鬼がピタリと動きを止める。シュウシュウと音を立てて体が蒸気を上げ始めた。元の形を思い出すように、角は額の中に収まっていき、髪は根本から黒に変わり、犬歯は口の中に収まり、筋肉は萎み、背中の腕は指先から小さくなって消えていく。
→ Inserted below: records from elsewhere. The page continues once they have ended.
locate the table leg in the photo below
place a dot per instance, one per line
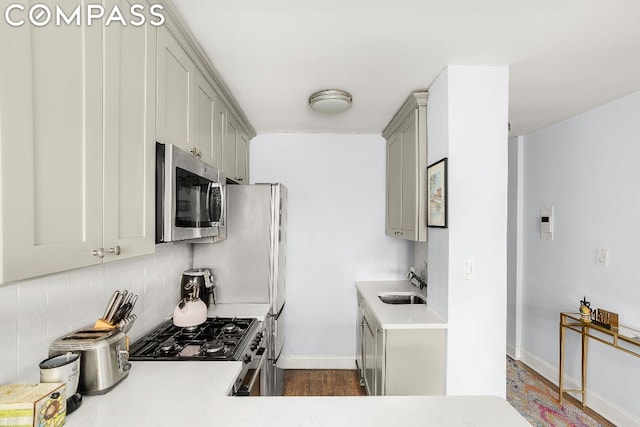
(561, 367)
(585, 345)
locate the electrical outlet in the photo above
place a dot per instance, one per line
(602, 257)
(468, 268)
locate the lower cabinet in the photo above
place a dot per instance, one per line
(400, 362)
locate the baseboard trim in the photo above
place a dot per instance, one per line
(317, 362)
(609, 410)
(514, 352)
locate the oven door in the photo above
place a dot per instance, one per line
(252, 379)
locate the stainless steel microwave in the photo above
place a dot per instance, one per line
(190, 196)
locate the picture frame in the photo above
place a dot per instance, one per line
(437, 194)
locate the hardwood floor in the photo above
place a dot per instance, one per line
(322, 382)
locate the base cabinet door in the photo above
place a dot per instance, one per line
(414, 362)
(369, 357)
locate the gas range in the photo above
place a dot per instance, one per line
(217, 339)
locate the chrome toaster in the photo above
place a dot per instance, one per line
(104, 357)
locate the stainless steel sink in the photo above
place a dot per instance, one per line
(401, 298)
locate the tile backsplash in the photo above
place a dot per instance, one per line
(35, 312)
残るのは作業着を着たタンクトップのヒョロヒョロした若者だった。
「あー、終わったー」
河川敷に大の字に転がる。でもこれ、若者の方から下着覗けるのでは? いいや。知らん。
「大丈夫ですか」
気弱そうな声が移動して近づいてくる。
「気にすんな。私がルール違反したっぽい」
むくりと上半身だけ起こす。
「カバン取って」
言うこと聞きそうだったので指示してみる。弾かれたように駆け出して、若者はカバンを拾ってきた。土草まみれのカバンを覗いて無くした物がないかチェック。全部ある。セーフ。
「お姉さん、強いんですね」
「なに、覚えてんの?」
「言うこと聞かないのは体ばかりで。すみません、ご迷惑をおかけしました」
「いいって。ボクシングやってんの?」
「見る専門ですね」
「それであの動きか。アレじゃん。漫画とかで技コピーするタイプのキャラじゃん」
「あの体だから、ですが」
「とりあえず、あんた他の格闘技見るの禁止ね」
「え、どうして……」
「手強くなるでしょうが」
「次があるんですか? やめた方が……」
「いや、私もない事を祈るわ」
ひらひらと手を振って立ち上がる。転がしてたパンプスを突っかける。
「あの、何かお詫びを」
「ルール違反はこっち。まったく、罰金とか知らんわ。んじゃね」
食い下がろうとする若者をぶった切って帰る。早くシャワー浴びたい。着替えたい。